By Kevin Deutsch
[email protected]
A new $1 million pilot program funded by the city will help address hunger among impoverished CUNY students in 2020, officials said.
The program will be implemented at CUNY’s seven community colleges, including Bronx Community College and Hostos Community College in the South Bronx, during the fall and spring academic semesters.
A total of 1,250 participating students – including those with Deferred Action for Childhood Arrivals (DACA) status – will receive $400 they can spend on food at campus cafeterias, officials said.
The pilot program’s participants were selected from a pool of low-income students who met basic eligibility criteria and had an average family income of $15,605.

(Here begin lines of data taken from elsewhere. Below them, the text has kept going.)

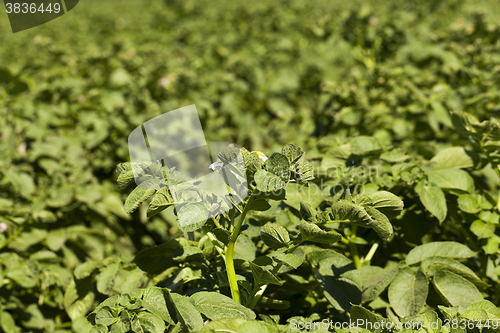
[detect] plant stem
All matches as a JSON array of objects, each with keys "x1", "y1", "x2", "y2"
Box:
[
  {"x1": 363, "y1": 243, "x2": 379, "y2": 261},
  {"x1": 349, "y1": 225, "x2": 361, "y2": 268},
  {"x1": 226, "y1": 190, "x2": 255, "y2": 303},
  {"x1": 0, "y1": 223, "x2": 26, "y2": 250},
  {"x1": 246, "y1": 241, "x2": 303, "y2": 309}
]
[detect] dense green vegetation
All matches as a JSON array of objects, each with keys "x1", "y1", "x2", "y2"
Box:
[{"x1": 0, "y1": 0, "x2": 500, "y2": 333}]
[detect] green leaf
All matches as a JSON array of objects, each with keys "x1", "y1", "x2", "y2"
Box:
[
  {"x1": 171, "y1": 294, "x2": 203, "y2": 332},
  {"x1": 95, "y1": 306, "x2": 118, "y2": 326},
  {"x1": 354, "y1": 191, "x2": 404, "y2": 218},
  {"x1": 351, "y1": 305, "x2": 386, "y2": 328},
  {"x1": 300, "y1": 202, "x2": 316, "y2": 222},
  {"x1": 254, "y1": 153, "x2": 290, "y2": 192},
  {"x1": 96, "y1": 262, "x2": 121, "y2": 295},
  {"x1": 234, "y1": 234, "x2": 257, "y2": 261},
  {"x1": 250, "y1": 262, "x2": 282, "y2": 286},
  {"x1": 285, "y1": 183, "x2": 324, "y2": 210},
  {"x1": 431, "y1": 147, "x2": 474, "y2": 170},
  {"x1": 461, "y1": 300, "x2": 500, "y2": 333},
  {"x1": 332, "y1": 200, "x2": 393, "y2": 240},
  {"x1": 198, "y1": 318, "x2": 246, "y2": 333},
  {"x1": 299, "y1": 222, "x2": 342, "y2": 244},
  {"x1": 260, "y1": 223, "x2": 290, "y2": 250},
  {"x1": 433, "y1": 271, "x2": 483, "y2": 312},
  {"x1": 389, "y1": 267, "x2": 429, "y2": 317},
  {"x1": 421, "y1": 257, "x2": 486, "y2": 286},
  {"x1": 63, "y1": 278, "x2": 94, "y2": 320},
  {"x1": 134, "y1": 239, "x2": 187, "y2": 274},
  {"x1": 349, "y1": 136, "x2": 382, "y2": 155},
  {"x1": 139, "y1": 287, "x2": 177, "y2": 324},
  {"x1": 458, "y1": 194, "x2": 493, "y2": 214},
  {"x1": 307, "y1": 250, "x2": 361, "y2": 311},
  {"x1": 249, "y1": 199, "x2": 271, "y2": 212},
  {"x1": 89, "y1": 324, "x2": 109, "y2": 333},
  {"x1": 358, "y1": 265, "x2": 399, "y2": 303},
  {"x1": 147, "y1": 188, "x2": 174, "y2": 217},
  {"x1": 274, "y1": 253, "x2": 304, "y2": 269},
  {"x1": 0, "y1": 311, "x2": 19, "y2": 333},
  {"x1": 191, "y1": 292, "x2": 255, "y2": 320},
  {"x1": 172, "y1": 246, "x2": 203, "y2": 262},
  {"x1": 470, "y1": 220, "x2": 495, "y2": 239},
  {"x1": 176, "y1": 202, "x2": 209, "y2": 232},
  {"x1": 132, "y1": 312, "x2": 165, "y2": 333},
  {"x1": 125, "y1": 179, "x2": 160, "y2": 214},
  {"x1": 406, "y1": 242, "x2": 476, "y2": 265},
  {"x1": 427, "y1": 169, "x2": 475, "y2": 193},
  {"x1": 415, "y1": 183, "x2": 448, "y2": 222}
]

New York City Council Speaker Corey Johnson, who announced the program earlier this month, said student hunger is a “serious problem” in the five boroughs.
“CUNY students should be focused on learning and studying, not where their next meal is coming from,” said Johnson. “We are one of the richest cities in the world but too many New Yorkers don’t have equitable access to healthy food.”
Research shows more than 26 percent of Bronx residents experience food insecurity—defined as being without reliable access to a sufficient quantity of affordable, nutritious food.
That percentage places the borough among the hungriest counties in the country, according to Hunger Free America, a national nonprofit group working to end domestic hunger.
The number includes more than 20 percent of all Bronx children, nearly 17 percent of working adults, and almost 24 percent of seniors, according to federal data analyzed by the group.